PORT AUTHORITY POLICE BENEVOLENT ASSOCIATION, INC.; JOHN TROTTER, LTD., A NEW YORK CORPORATION
v.
PORT AUTHORITY OF NEW YORK AND NEW JERSEY POLICE DEPARTMENT; PORT AUTHORITY OF NEW YORK AND NEW JERSEY; CHARLES KNOX, AS SUPERINTENDENT OF POLICE OF THE PORT AUTHORITY OF NEW YORK AND NEW JERSEY, JOHN TROTTER, LTD. APPELLANT IN 91-5921 PORT AUTHORITY POLICE BENEVOLENT ASSOCIATION, INC. APPELLANT IN 91-5922



Appeal from the United States District Court for the District of New Jersey. (D.C. Civil No. 91-03997)

Before: Hutchinson, Cowen and Garth, Circuit Judges

Author: Garth

Opinion OF THE COURT

GARTH, Circuit Judge:

On this appeal, we review the district court's order which dismissed, on Younger abstention grounds, the complaint of the Port Authority Police Benevolent Association ("PBA") and Trotter, a fundraising organization employed by the PBA. In their complaint, the PBA and Trotter had, essentially, requested the district court to review the order of a New York state trial court. The order of the New York state court had enjoined the PBA and Trotter from soliciting contributions from Port Authority tenants.

Because the requirements for Younger abstention are satisfied in this case, and because federal district courts may not exercise appellate jurisdiction over orders issued by state courts, we will affirm the district court's dismissal of the complaint of the PBA and Trotter.*fn1

I.

The PBA, a non-profit organization of police officers employed by the New York/New Jersey Port Authority, hired Trotter, a fundraising organization, to solicit contributions. Trotter commenced solicitations on PBA's behalf in January 1991.

Soon thereafter, Donald Lee, the Acting Director of the Port Authority's Public Safety Department, requested the PBA and Trotter to halt its solicitation of donations. Lee based his directive on the Port Authority's General Rules and Regulations, which prohibit unauthorized solicitations by Port Authority employees of Port Authority tenants. The relevant Rule provided in pertinent part:

No employee shall, without the express written approval of the Office of the Executive Director, solicit or accept from any Port Authority patron, tenant or other person doing business with the Port Authority, either for himself or any organization or group, any of the following: a contribution, gift, subscription, or other thing of value -- either directly or through the medium of tickets to benefits or other functions, advertising space in programs, or any device whatever. Application for this approval is made through the Personnel Department. Application from departmental organizations must first pass through department channels.

Port Authority Instruction 15-5.01. The PBA, however, rejected Mr. Lee's request and continued to solicit contributions from Port Authority tenants in violation of the Port Authority's Rules and Regulations.

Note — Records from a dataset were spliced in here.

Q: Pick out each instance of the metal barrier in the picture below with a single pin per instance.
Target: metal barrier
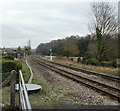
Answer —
(23, 94)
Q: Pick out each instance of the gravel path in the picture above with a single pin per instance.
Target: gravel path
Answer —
(75, 93)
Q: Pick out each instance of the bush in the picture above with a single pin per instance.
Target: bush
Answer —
(9, 65)
(91, 61)
(8, 57)
(79, 59)
(114, 63)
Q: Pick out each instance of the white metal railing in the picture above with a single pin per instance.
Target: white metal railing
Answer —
(23, 94)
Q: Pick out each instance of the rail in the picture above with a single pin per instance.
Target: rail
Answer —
(23, 94)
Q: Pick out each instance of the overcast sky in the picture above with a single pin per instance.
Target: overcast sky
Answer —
(42, 21)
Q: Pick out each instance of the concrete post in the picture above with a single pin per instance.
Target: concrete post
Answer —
(12, 93)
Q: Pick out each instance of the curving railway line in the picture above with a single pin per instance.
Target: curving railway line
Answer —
(85, 78)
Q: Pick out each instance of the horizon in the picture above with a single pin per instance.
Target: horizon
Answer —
(42, 22)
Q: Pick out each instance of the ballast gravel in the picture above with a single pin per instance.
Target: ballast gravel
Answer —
(68, 91)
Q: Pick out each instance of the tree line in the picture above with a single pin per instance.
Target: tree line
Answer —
(101, 44)
(76, 46)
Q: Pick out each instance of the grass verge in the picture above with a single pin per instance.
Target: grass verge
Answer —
(99, 69)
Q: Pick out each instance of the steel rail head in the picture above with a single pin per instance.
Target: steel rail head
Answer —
(24, 99)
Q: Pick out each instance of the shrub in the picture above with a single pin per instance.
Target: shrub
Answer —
(114, 63)
(9, 65)
(79, 59)
(92, 61)
(8, 57)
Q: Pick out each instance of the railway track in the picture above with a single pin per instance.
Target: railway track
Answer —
(106, 76)
(98, 86)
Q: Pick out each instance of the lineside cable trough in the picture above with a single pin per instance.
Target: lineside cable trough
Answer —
(30, 87)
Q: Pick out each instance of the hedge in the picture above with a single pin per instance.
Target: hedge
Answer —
(8, 57)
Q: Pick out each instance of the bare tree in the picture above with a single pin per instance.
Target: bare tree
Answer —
(104, 24)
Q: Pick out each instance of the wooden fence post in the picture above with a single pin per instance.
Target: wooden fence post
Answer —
(12, 93)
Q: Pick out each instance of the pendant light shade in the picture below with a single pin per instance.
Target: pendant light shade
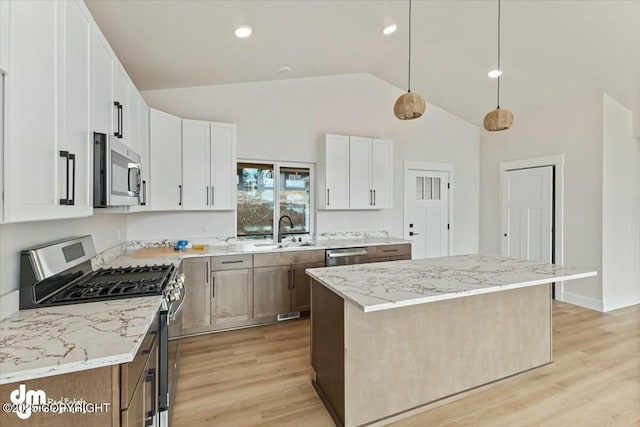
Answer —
(500, 118)
(409, 105)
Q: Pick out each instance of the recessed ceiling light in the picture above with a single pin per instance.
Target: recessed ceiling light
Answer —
(389, 29)
(243, 31)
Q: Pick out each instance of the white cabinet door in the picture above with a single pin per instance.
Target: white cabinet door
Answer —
(4, 35)
(134, 119)
(31, 152)
(102, 68)
(382, 173)
(166, 161)
(223, 166)
(334, 194)
(143, 118)
(196, 170)
(48, 112)
(121, 96)
(74, 106)
(360, 190)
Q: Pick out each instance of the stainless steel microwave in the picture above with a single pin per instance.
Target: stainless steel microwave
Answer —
(116, 173)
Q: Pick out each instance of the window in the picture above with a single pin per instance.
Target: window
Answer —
(259, 186)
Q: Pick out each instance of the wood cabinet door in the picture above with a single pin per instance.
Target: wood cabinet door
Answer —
(223, 166)
(271, 291)
(336, 164)
(197, 305)
(382, 173)
(196, 165)
(301, 287)
(231, 296)
(166, 161)
(360, 190)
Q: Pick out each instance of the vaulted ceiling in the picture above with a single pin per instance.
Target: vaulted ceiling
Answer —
(551, 50)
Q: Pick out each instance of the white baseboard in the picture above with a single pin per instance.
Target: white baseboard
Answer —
(9, 303)
(582, 301)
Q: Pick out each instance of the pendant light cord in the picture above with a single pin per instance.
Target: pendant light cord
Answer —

On June 12, 1991, the Port Authority, seeking to enjoin further solicitations of contributions from Port Authority tenants by the PBA and Trotter, filed a complaint and order to show cause in the Supreme Court of New York, New York County. On July 3, 1991, the PBA filed papers in opposition to the Port Authority's request for injunctive relief. In their papers, the PBA argued that its solicitation of donations constituted protected speech under the First Amendment to the United States Constitution, and that the Port Authority's rules regulating solicitation of tenants by Port Authority employees therefore violated the PBA's First Amendment rights.

On July 12, 1991, Judge Tompkins of the New York Supreme Court granted the Port Authority's requested preliminary injunction against PBA and Trotter. The Judge enjoined the PBA and Trotter from:

soliciting funds of any kind, including but not limited to, contributions or donations for a PBA Yearbook and Buyers' Guide from Port Authority tenants, patrons, or other persons doing business with the Port Authority of New York and New Jersey . . . .

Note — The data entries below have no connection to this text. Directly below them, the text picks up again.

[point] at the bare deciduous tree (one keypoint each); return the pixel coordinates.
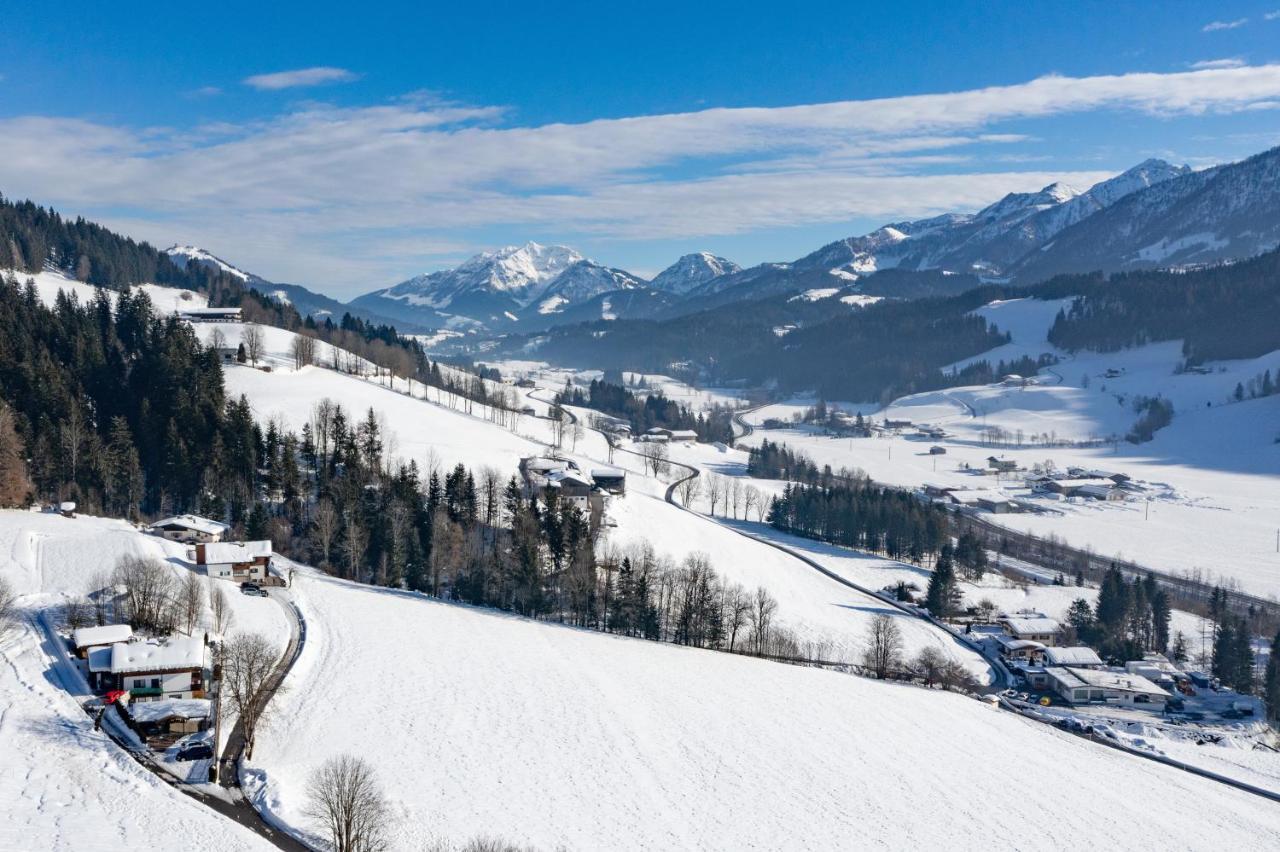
(247, 664)
(192, 600)
(737, 612)
(304, 349)
(325, 528)
(220, 608)
(100, 592)
(689, 489)
(347, 801)
(763, 609)
(254, 342)
(78, 613)
(656, 457)
(149, 591)
(928, 664)
(883, 651)
(714, 490)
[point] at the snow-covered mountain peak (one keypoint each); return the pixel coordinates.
(515, 269)
(691, 271)
(183, 255)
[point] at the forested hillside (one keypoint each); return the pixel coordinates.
(896, 347)
(118, 408)
(33, 238)
(1220, 312)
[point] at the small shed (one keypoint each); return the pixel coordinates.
(87, 639)
(609, 479)
(190, 527)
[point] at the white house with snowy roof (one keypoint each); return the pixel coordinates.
(238, 560)
(190, 528)
(87, 639)
(1029, 624)
(149, 669)
(1104, 686)
(1078, 656)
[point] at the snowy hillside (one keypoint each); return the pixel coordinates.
(1207, 495)
(50, 283)
(64, 784)
(693, 271)
(990, 241)
(498, 287)
(184, 255)
(1229, 211)
(816, 609)
(592, 741)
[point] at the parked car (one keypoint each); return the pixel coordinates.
(199, 751)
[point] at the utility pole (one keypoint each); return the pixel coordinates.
(215, 766)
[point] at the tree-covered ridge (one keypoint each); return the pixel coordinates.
(863, 514)
(118, 407)
(868, 353)
(649, 411)
(1219, 312)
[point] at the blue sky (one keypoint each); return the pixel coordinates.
(350, 149)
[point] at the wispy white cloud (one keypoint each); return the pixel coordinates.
(1230, 62)
(348, 197)
(319, 76)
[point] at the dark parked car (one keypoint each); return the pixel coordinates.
(200, 751)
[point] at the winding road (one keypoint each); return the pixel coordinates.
(1004, 677)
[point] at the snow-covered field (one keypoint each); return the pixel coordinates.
(63, 784)
(165, 299)
(558, 737)
(819, 612)
(1212, 476)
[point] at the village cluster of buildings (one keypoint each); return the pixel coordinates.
(662, 435)
(234, 560)
(1029, 644)
(583, 489)
(209, 315)
(1073, 484)
(159, 683)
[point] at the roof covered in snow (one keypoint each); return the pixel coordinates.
(167, 709)
(976, 495)
(173, 654)
(1079, 655)
(1034, 624)
(1105, 679)
(105, 635)
(191, 522)
(222, 552)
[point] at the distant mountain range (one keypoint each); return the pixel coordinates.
(1153, 215)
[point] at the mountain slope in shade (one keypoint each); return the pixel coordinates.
(988, 243)
(1226, 213)
(691, 271)
(497, 289)
(304, 301)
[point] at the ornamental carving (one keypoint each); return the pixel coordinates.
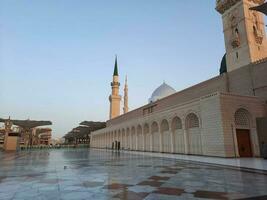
(223, 5)
(258, 35)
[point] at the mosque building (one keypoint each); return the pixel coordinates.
(225, 116)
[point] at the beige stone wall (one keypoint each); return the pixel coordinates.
(11, 143)
(229, 105)
(212, 130)
(213, 136)
(248, 80)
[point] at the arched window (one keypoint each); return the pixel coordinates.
(154, 127)
(242, 118)
(192, 121)
(164, 126)
(176, 123)
(146, 128)
(139, 129)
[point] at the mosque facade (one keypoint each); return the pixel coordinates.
(225, 116)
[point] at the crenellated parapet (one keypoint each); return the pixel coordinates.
(223, 5)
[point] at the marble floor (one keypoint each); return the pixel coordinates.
(99, 174)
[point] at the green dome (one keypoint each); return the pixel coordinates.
(223, 68)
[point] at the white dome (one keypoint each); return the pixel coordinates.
(162, 91)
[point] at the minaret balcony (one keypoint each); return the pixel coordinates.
(115, 84)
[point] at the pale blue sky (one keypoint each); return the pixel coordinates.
(57, 56)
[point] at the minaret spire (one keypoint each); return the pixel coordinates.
(115, 73)
(115, 98)
(125, 108)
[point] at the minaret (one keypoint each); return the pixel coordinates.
(115, 98)
(244, 32)
(125, 108)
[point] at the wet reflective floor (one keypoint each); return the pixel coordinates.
(98, 174)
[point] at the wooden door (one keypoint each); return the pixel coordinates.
(244, 144)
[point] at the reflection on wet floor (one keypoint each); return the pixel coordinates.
(95, 174)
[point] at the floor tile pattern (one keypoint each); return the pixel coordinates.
(103, 175)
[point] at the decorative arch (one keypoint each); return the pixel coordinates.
(176, 123)
(123, 138)
(164, 126)
(146, 137)
(139, 138)
(244, 136)
(166, 136)
(133, 138)
(128, 136)
(192, 121)
(192, 124)
(154, 127)
(155, 137)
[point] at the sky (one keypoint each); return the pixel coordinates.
(57, 56)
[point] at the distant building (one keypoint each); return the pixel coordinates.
(218, 117)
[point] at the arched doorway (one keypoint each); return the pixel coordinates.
(133, 139)
(155, 137)
(139, 138)
(178, 135)
(128, 138)
(147, 137)
(166, 136)
(194, 134)
(242, 123)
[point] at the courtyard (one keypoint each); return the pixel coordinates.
(105, 174)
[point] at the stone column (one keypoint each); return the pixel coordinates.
(172, 140)
(160, 141)
(151, 140)
(143, 140)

(A. 23a). On July 23, 1991, the PBA filed a timely notice of appeal to the Appellate Division of the Supreme Court of New York from the trial court's grant of a preliminary injunction.

On September 16, 1991, the PBA and Trotter filed a complaint in the United States District Court for the District of New Jersey, seeking a temporary restraining order and a preliminary injunction which would enjoin the Port Authority from enforcing its regulation prohibiting employee solicitations. The PBA and Trotter raised the same constitutional argument that the PBA had previously raised unsuccessfully in the New York state court. At a September 17, 1991 hearing before the district court, Trotter's counsel conceded that an injunction against the Port Authority would, if granted, effectively enjoin the enforcement of the earlier order of the New York state court which had entered a preliminary injunction against the PBA and Trotter:

THE COURT: The application you have made to the Court in effect is to enjoin the enforcement of a State Court preliminary injunction. That is really what you are looking for, is it not?

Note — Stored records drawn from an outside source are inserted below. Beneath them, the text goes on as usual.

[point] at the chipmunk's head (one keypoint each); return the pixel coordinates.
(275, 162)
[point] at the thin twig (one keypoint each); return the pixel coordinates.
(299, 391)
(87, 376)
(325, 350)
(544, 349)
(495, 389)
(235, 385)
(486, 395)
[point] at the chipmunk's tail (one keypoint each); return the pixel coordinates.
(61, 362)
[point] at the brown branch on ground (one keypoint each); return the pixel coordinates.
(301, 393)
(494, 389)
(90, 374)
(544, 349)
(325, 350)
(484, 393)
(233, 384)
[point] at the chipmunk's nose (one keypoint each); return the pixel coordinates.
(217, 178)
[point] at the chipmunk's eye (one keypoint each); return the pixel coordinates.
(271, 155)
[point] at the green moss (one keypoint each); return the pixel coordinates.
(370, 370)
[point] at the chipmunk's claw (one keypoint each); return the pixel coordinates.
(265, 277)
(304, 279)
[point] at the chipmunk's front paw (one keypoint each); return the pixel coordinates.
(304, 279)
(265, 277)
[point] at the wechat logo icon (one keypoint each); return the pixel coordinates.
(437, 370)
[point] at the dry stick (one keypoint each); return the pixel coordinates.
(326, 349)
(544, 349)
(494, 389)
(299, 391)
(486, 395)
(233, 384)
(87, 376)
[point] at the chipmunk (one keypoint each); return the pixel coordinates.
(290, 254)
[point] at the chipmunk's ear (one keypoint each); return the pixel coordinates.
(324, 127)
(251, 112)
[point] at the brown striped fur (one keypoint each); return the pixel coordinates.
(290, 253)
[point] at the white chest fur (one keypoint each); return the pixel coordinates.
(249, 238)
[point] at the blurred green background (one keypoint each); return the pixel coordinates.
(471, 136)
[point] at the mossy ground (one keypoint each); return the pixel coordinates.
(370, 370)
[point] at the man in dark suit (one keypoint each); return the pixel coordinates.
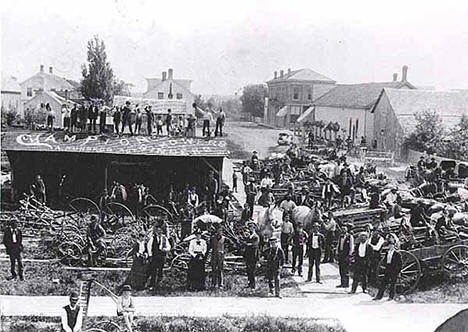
(393, 265)
(126, 117)
(345, 250)
(252, 242)
(13, 241)
(251, 193)
(315, 245)
(303, 198)
(157, 248)
(362, 257)
(275, 261)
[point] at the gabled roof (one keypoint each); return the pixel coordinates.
(363, 95)
(153, 83)
(49, 81)
(10, 84)
(449, 105)
(304, 74)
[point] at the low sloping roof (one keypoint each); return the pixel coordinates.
(304, 74)
(282, 112)
(450, 105)
(103, 144)
(363, 95)
(305, 116)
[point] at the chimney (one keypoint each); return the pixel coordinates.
(404, 73)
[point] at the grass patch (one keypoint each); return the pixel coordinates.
(52, 279)
(187, 324)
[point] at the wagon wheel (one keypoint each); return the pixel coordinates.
(180, 262)
(117, 214)
(157, 212)
(107, 326)
(455, 261)
(409, 275)
(84, 205)
(70, 253)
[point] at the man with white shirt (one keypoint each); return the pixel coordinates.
(362, 254)
(376, 241)
(157, 247)
(72, 315)
(315, 244)
(196, 273)
(392, 265)
(287, 231)
(345, 250)
(330, 228)
(288, 205)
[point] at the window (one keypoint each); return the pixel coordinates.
(296, 93)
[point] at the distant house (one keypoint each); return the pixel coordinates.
(170, 93)
(56, 102)
(48, 81)
(395, 109)
(350, 106)
(290, 94)
(11, 94)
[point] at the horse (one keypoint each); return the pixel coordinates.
(269, 222)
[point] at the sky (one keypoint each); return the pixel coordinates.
(225, 45)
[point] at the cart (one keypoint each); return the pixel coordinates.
(451, 259)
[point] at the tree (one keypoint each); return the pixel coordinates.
(98, 77)
(253, 99)
(428, 132)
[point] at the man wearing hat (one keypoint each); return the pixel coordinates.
(251, 193)
(274, 263)
(299, 239)
(13, 241)
(376, 242)
(72, 315)
(345, 250)
(126, 117)
(157, 248)
(362, 255)
(393, 265)
(252, 241)
(303, 197)
(196, 273)
(315, 245)
(95, 236)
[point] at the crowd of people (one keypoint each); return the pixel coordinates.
(95, 118)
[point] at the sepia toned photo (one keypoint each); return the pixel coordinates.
(234, 166)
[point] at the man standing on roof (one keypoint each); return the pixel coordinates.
(126, 117)
(72, 315)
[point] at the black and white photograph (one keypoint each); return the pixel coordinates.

Counsel FOR TROTTER: That is the net effect of the ruling, and there is no question about it.

(A. 72-73).

At the September 17, 1991 hearing, the district court denied the motion of the PBA and Trotter for a temporary restraining order. The district court noted that the PBA and Trotter had been on notice since January, 1991 that their conduct violated the Port Authority's internal rules, and that their "dilatoriness in asserting ...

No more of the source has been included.